蓋辰者古国上代悠遠也 伝日神祖之後 有 辰沅獏率氏。本興東表阿斯牟須氏為一。辰云謨率氏有子、伯之裔為日馬辰云氏 叔之裔為千霊辰云氏。千霊岐為千来、二千隔海而望千来。又分為高令云~略~撃漢。(訳)「契丹古伝」 蓋し辰は古い国であり、上代より悠遠なり。伝えて曰く、神祖の後 辰沅獏率氏本表の阿斬牟須氏と同一なり。辰沅獏率氏に子あり 伯の後裔を日馬辰沅氏といい甥の後裔を千霊辰沅氏という 千霊は岐(わか)れて千来となり二千里海を隔てて而して千来を見ることが出来る。又分かれて高令となるという。然るに今はそれを考えることができない。その最も顕著なる者が安冕辰沅氏である。本(もと)東表牟須氏の出であり殷と婚をなす。国を賁彌辰沅氏に譲る 賁彌氏が立って未だ日が立たないうちに漢が攻めてきて、まさにせまりその先朔巫達に入る これを撃退す。
准委氏は嶺東に藩(かきね)をつくり辰の守郭となる。藩耶は又亜府閭に兵を観せ、以て漢を掣(ひきとど)む「辰は古い国であり 上代より悠遠なり」とある。古代中国に「辰」が存在していた。

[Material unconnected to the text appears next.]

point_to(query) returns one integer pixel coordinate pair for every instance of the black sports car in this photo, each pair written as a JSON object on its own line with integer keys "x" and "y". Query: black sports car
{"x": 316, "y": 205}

つまり辰国は、倭人(辰沅獏率氏)が建てた国であると記している。この辰国は、朝鮮半島では、辰韓と呼ばれた国の前身であると考えられる。

日本と渤海国との関係

渤海王大武芸(だいぶげい)が神亀4年(727)に日本に使者を派遣してきたことから、日本と渤海との交渉が始まる。渤海が「自身は高句麗の後身である」と名乗ったことから、かつて滅亡前後に辞を低くして日本に遣使してきた高句麗との関係を思い起こした。その結果、渤海を自分より下位の朝貢国とみなした。これが日本と渤海交渉の出発点である。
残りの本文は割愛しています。